Keyword Discovery adds Question Phrases
At the suggestion of one of its customers, Keyword Discovery has added “Question Phrases” to its list of searchable databases. This means you can now enter a keyword and, rather than get back related keywords, you get a list of related questions that searchers have asked. Question Phrases appears as the last choice on the “Databases” dropdown of the main search page:
This is cool because it’s a great and easy way to get new content ideas. Imagine you’re a dermatologist who wants to add articles to your web site, or needs new ideas for blogs posts. Just type in a general word like “acne,” and Keyword Discovery returns a list of questions that searchers have asked. It’s like having an instant focus group telling you what questions they have about your products, service, or industry.
A tool like this works best when you enter very broad, general terms. The list above shows results for the word “acne.” You want to enter short-tail phrases so KD can give you back long-tail questions.
WordTracker has a similar question tool, and together these both make a great addition to your ability to do highly targeted keyword research specifically with content development in mind.
This is a great addition. In the past Ive used question phrases to battle writer’s blog for content development, and remember thinking that for searching itself the “question query” plays its own part.

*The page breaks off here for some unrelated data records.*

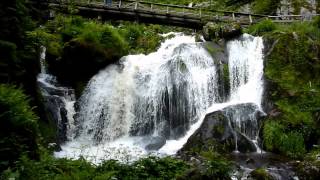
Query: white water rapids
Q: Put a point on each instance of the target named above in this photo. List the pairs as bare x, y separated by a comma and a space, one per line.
128, 108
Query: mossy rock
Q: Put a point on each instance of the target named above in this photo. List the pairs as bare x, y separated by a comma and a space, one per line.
260, 174
216, 134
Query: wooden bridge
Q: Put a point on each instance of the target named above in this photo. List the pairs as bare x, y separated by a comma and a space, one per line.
156, 13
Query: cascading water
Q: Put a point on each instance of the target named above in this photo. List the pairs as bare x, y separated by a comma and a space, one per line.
58, 101
147, 102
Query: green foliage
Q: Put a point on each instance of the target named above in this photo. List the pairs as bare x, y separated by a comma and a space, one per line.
293, 70
51, 168
19, 132
217, 166
280, 139
265, 6
262, 27
260, 174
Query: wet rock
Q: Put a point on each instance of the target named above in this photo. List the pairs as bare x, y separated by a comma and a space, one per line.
154, 143
219, 132
260, 174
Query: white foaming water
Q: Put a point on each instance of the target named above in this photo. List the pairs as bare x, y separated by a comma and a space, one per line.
164, 94
59, 101
246, 69
161, 95
246, 82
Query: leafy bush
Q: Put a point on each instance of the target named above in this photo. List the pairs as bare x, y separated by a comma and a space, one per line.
51, 168
262, 27
293, 70
19, 132
266, 6
279, 139
217, 166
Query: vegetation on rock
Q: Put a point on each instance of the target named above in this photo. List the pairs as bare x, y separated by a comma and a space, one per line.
293, 73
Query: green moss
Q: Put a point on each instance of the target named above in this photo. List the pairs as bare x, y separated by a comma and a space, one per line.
265, 6
293, 68
261, 28
260, 174
19, 133
50, 168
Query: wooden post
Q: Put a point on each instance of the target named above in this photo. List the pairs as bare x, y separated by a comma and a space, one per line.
120, 4
136, 5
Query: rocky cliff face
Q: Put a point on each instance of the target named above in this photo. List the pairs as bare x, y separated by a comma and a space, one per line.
219, 132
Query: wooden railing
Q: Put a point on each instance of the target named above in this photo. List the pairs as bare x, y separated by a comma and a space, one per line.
201, 14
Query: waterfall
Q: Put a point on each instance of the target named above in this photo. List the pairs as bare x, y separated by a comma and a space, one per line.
155, 102
58, 100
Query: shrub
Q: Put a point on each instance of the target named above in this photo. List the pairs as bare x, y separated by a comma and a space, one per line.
262, 27
217, 167
51, 168
278, 139
18, 126
266, 6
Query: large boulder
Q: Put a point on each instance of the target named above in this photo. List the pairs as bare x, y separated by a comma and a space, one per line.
219, 130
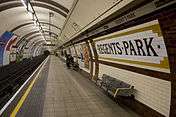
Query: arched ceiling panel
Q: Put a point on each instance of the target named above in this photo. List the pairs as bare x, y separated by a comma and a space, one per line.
14, 17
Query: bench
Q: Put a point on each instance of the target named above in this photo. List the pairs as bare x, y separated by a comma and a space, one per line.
115, 87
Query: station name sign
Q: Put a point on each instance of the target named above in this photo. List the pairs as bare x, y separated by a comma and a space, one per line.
141, 46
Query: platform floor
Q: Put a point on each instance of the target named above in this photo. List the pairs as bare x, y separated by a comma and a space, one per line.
62, 92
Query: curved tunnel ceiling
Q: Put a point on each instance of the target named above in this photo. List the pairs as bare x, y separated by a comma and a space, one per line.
23, 26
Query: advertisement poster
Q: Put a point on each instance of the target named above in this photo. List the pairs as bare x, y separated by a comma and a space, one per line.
86, 56
6, 41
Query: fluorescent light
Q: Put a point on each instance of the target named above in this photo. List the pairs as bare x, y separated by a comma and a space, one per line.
30, 14
30, 9
24, 2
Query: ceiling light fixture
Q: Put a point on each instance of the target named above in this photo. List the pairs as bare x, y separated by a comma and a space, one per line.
27, 4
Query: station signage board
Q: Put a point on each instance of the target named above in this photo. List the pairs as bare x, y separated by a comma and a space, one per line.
140, 46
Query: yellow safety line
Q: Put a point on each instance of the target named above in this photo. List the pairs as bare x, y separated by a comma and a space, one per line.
20, 103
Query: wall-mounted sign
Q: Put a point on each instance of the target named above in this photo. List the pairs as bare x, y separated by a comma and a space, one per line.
140, 46
7, 39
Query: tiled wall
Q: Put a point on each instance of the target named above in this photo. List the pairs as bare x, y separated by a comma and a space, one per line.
152, 92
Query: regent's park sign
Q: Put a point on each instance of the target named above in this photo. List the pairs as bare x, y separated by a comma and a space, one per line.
141, 46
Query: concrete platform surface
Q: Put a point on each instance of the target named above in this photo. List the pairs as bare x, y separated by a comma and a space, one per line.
62, 92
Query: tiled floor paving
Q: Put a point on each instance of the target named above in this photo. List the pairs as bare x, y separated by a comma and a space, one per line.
68, 94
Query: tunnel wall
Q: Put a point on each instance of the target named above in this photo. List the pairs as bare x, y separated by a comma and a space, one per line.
155, 86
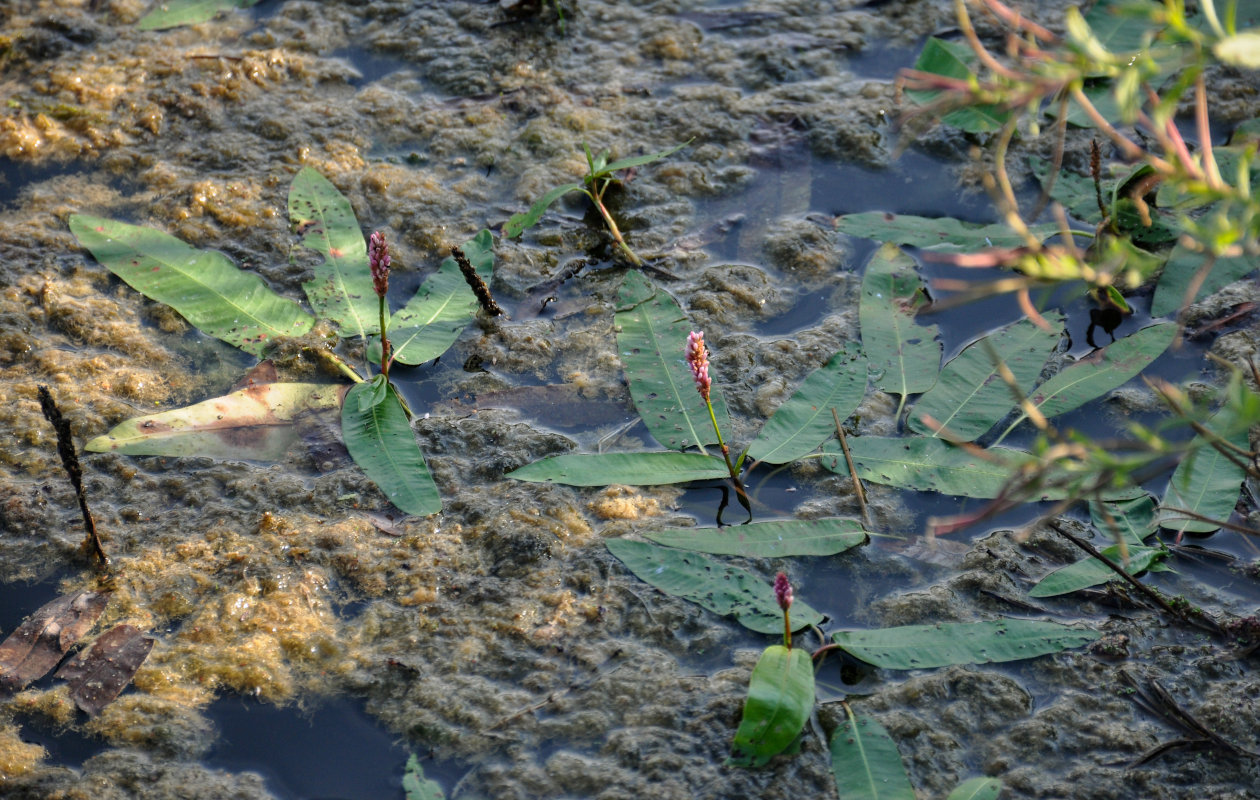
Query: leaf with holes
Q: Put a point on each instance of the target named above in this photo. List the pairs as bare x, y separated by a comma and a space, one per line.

Nice to see the tool sets are lacing that in there to streamline the process…
That is cool that you can isolate the questions out. It is amazing how many people search exactly how they would speak.
BTW: My first time on your blog. Great job and definitely bookmark worthy.
Thanks Matt,
This is a cool addition indeed. We appreciate you taking the time to screen capture and highlight here.
This is timely, just today I was looking for a “question keyword” type tool. I think this will do the trick. Thanks!
Matt
Thanks for all the comments, gang. I’ve already been using this the past couple days and getting some good ideas from it. Hope you all do, too.
Great tip – many of us build related content answering “how tos” that relate to our site, and organically optimize but this could take that a step further.
This sounds like a great tool that I didn’t know about.
Also I haven’t used Keyword discovery. I use Nichebot. How do you think they compare?